China keeps adding to crude oil inventories: Russell
LAUNCESTON — China lifted the pace at which it stored crude oil in December, as imports increased at a faster rate than refinery processing.
About 1.19 million barrels per day (bpd) of crude flowed into either commercial or strategic stockpiles in December, up from about 950,000 bpd in November, according to calculations based on official data.
For 2022 as a whole, China added about 740,000 bpd to storage tanks, which was up from the 170,000 bpd added in 2021. But it was down from the 1.26 million bpd in 2020, which was an exceptional year, as refiners gorged on extremely cheap crude in the wake of the initial outbreak of COVID-19 and the global economic lockdowns that followed.
China doesn’t disclose the volumes of crude flowing into or out of strategic and commercial stockpiles, but an estimate can be made by deducting the amount of crude processed from the total of crude available from imports and domestic output.
The total volume of crude available from imports and domestic production in December was 15.29 million bpd, consisting of imports of 11.32 million bpd and local output of 3.97 million bpd.
Refinery throughput rose 2.5% year-on-year in December to 14.1 million bpd, meaning the volume of crude available exceeded the amount processed by 1.19 million bpd.
The question for the wider crude market is whether China’s ongoing storage flows have any implications for the likely demand trend in 2023 in the world’s biggest oil importer.
Since China doesn’t disclose its inventory levels, or talk about them, the market tends to ignore them as a factor, even though there is tremendous focus on U.S. stockpiles and movements in the U.S. strategic petroleum reserve.
There is a consensus that China’s crude oil demand will rise this year as the world’s second-biggest economy re-opens after ending its strict zero-COVID policies.
This bullish view is further supported by Beijing’s decision to grant more quotas for the export of refined fuels, as part of efforts to boost the economy by encouraging refiners to import more crude and export the higher value products.
But even if the positive expectations for China’s crude demand turn out to be correct, it doesn’t necessarily translate into a corresponding increase in oil imports.
Much will depend on crude’s price trajectory in coming months.
Global benchmark Brent futures ended at $85.92 a barrel on Wednesday, the highest close in seven weeks and up 10% from the low this year of $77.84 on Jan. 4.
Much of the recent increase has been attributed to optimism over China’s re-opening, which has outweighed concerns of slowing economic growth in Europe and the United States.
The question is at what price point do Chinese refiners choose to limit their imports and dip into accumulated stockpiles?
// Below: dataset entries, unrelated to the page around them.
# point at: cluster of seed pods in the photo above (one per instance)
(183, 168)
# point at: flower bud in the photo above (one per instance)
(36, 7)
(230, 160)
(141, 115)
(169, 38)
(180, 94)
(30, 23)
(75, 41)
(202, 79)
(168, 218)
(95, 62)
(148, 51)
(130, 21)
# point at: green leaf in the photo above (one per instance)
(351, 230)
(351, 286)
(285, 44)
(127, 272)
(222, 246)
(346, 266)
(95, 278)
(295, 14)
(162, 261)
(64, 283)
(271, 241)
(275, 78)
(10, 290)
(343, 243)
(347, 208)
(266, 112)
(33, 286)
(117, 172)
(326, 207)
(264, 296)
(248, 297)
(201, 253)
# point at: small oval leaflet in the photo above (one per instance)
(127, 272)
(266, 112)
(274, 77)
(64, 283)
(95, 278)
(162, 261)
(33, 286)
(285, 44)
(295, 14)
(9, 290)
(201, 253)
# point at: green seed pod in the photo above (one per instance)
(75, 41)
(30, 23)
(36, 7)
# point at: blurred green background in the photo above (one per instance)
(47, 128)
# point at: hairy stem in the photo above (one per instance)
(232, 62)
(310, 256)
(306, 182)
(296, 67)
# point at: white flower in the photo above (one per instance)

There isn’t a hard and fast answer to that question. Rather, history suggests that Chinese refiners pull back from the spot crude market when they assess that prices have risen too far and too quickly.
Another factor to consider is where China is sourcing its crude, with cheaper Russian oil gaining market share.
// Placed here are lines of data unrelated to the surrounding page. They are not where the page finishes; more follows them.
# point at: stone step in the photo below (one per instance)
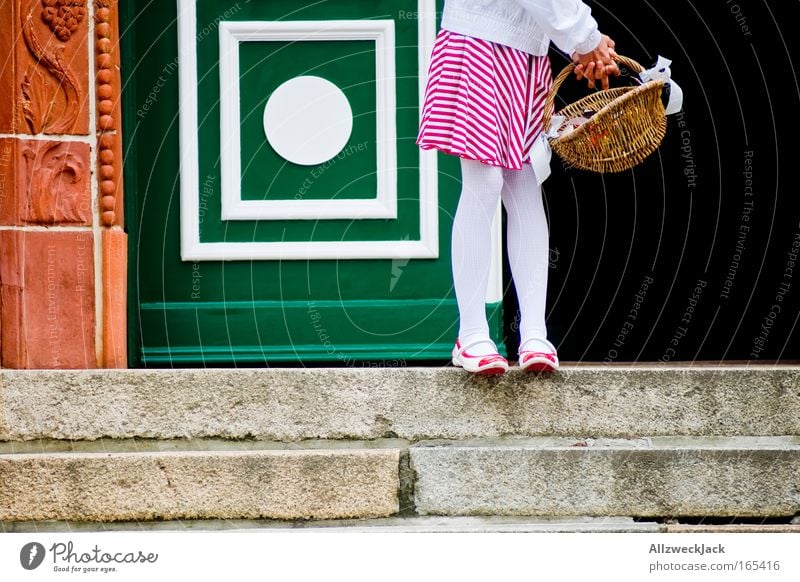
(196, 481)
(413, 524)
(735, 476)
(658, 477)
(409, 403)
China’s imports of both pipeline and seaborne oil from Russia are estimated by Refinitiv Oil Research at 1.82 million bpd, which would beat Saudi Arabia into second place with 1.81 million bpd.
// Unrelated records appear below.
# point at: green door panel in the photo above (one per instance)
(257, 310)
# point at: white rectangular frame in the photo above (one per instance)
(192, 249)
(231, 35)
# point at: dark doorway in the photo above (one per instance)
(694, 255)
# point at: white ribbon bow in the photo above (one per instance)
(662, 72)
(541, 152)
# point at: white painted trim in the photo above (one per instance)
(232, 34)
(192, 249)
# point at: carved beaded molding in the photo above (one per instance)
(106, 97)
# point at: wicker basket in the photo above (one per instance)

Since Russia’s invasion of Ukraine on Feb. 24 led to Western buyers shunning Russian crude, China has been snapping up cargoes at steep discounts.
This has meant that Russia has played tag team with Saudi Arabia for the title of China’s biggest supplier in recent months, whereas before the attack on Ukraine the Middle East producer was the clear leader.
Refinitiv data shows that in the pre-invasion period of January 2021 to February 2022, China’s seaborne imports from Russia averaged about 590,000 bpd.
In the post-invasion period up until December last year, they averaged around 857,000 bpd, an increase of 267,000 bpd, or about 45%. As an aside, China’s pipeline imports from Russia have remained steady at around 1 million bpd.
Overall, there are more factors at work in China’s crude imports than just a simplistic bullish view, with changes in price, sources of supply and the possible use of inventories all likely to play a part.